Keine Hilfestellung im Sucher beim manuellen Fokussieren, weil die Kameras auf Autofokus getrimmt sind.
Der AF der 3000N ist unter Umständen nicht der schnellste/zuverlässigste (weil Einsteigerkamera) und dadurch in vielen Situationen eventuell unbrauchbar, und dann hast Du manuell keine Hilfe im Sucher...
Vernünftige Objektive für diese neuen Kameras sind sehr teuer. Mit Glasscherbe mein ich, daß die günstigen Objektive eine geringe Lichtstärke haben. Z.B. ein Zoom 35mm-80mm mit kleinster Blende 4-5,6. Das hat zur Folge: Bei wenig Licht kann man nicht mehr verwacklungsfrei fotografieren und die Schärfentiefe ist viel größer als bei kleineren Anfangsblenden, man kann den Hintergrund also kaum in Unschärfe verschwinden lassen.

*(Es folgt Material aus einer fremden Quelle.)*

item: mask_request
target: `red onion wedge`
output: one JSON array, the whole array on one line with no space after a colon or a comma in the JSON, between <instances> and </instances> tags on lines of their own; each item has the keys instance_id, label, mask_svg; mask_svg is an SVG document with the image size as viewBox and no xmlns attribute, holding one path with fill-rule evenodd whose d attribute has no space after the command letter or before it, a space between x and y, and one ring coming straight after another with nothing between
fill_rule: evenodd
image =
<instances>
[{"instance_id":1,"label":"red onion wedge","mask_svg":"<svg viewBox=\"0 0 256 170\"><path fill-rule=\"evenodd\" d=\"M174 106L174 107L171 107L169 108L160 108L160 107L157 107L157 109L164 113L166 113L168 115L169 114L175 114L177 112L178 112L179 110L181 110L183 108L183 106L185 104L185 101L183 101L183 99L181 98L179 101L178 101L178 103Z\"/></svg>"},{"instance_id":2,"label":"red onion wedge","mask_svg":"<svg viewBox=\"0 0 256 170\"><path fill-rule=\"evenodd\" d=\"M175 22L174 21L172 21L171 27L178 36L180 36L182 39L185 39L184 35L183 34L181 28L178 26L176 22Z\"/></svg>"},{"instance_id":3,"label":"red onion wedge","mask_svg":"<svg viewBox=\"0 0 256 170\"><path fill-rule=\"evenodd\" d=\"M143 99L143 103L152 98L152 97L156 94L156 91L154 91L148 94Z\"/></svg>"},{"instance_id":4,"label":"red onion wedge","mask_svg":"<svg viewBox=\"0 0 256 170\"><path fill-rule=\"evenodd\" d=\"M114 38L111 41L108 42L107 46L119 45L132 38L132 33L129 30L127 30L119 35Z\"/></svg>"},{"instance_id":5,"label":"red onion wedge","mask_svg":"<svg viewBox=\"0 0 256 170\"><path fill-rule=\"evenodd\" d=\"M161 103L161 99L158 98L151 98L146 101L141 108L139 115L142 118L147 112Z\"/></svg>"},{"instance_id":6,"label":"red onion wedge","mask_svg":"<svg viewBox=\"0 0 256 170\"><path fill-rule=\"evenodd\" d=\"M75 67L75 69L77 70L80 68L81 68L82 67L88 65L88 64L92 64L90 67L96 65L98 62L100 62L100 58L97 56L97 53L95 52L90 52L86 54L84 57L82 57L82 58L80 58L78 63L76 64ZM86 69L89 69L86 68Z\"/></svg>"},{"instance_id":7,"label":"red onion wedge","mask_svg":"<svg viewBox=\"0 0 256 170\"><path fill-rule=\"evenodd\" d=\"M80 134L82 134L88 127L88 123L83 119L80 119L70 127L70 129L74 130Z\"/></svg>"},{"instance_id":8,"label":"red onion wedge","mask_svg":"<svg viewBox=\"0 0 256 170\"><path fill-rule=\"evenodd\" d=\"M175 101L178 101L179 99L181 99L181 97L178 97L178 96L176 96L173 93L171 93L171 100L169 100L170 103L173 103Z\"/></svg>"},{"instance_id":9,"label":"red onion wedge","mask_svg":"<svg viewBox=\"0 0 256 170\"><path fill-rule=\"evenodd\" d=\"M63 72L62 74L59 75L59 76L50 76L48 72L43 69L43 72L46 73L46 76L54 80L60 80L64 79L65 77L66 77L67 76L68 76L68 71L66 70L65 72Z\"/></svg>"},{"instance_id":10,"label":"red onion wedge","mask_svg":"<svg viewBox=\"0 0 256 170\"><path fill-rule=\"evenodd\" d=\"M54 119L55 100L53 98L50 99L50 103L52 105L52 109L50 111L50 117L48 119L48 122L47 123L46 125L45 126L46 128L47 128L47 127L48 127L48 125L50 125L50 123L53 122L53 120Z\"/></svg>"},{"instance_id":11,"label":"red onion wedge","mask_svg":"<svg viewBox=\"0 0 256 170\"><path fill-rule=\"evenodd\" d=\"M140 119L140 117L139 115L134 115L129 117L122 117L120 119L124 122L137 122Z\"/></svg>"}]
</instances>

Dieses Foto hab ich mit so einem Objektiv geschossen, siehst Du wie scharf der Hintergrund noch ist, obwohl ich die Blende weit geöffnet habe? Und verwackelt ist es auch noch ein wenig, was man hier jetzt nicht sieht. Du willst Doch sicher auch sowas machen können, oder?  Außerdem sind diese günstigen Objektive natürlich auch in anderen Punkten nicht so gut...
*AE-1/T90:*
Abblendtaste ist vorhanden
Im Sucher Hilfe beim manuellen Fokussieren. Vielleicht hast Du das auch bei Deiner alten Kamera. Ein Kreis mittig im Sucher, der "verpixelt" wenn das Motiv unscharf ist, oder was ähnliches?
Man kann gute lichtstarke Objektive für relativ wenig Geld bekommen.
Es muß nicht die teure T90 sein, die AE-1 ist auch sehr gut.

So, jetzt hab ich alles nachgeplappert, was mir Bubi und lightbox eingetrichtert haben .. aber najo.. Du mußt wissen was Dir wichtig ist gouraud, ich persönlich brauch einfach Objektive, die Lichtstark sind. Auf Autofokus kann ich gerne verzichten, habe sowieso meistens die Erfahrung gemacht, daß der oft nicht richtig funktioniert bzw. nicht so wie man es möchte. Und das Fehlen dieser Scharfstellhilfe im Sucher ist ein großer ****** sag ich Dir  Das gleiche gilt für die Abblendtaste.

Vitalis


----------



## Sebastian Wramba (23. Juni 2003)

Das mit dem manuellen Fokus ist schon uhm... beschissen 
Ich werd mal sehen, was so angeboten wird...

Danke jedenfalls für die Hilfe...
Von Nikon gibt's auch keine "neueren" preisfreundlichen Modelle? Nur so zum Vergleich, weil wir bisher nur über Canon geredet haben...


----------



## Vitalis (23. Juni 2003)

Bei Nikon sind die Objektive noch teurer 
Achja, der Gewindedurchmesser ist je nach Objektiv verschieden.


----------



## scout (25. Juni 2003)

*manuell fokusieren bei autofokus*

wenn ich bei einer aurofokus manuell fokusier,sehe ich doch genau gleich obs scharf wird oder nicht.oder hab ich das was ihr sagt falsch verstanden?


----------



## Vitalis (25. Juni 2003)

Man sieht die Schärfeebene genau gleich, ja. Aber man muß oft schon sehr genau hingucken und sich Zeit lassen, wenn man etwas bestimmtes scharf haben möchte. Bei guten/alten Kameras gibt es dafür eine Hilfe im Sucher.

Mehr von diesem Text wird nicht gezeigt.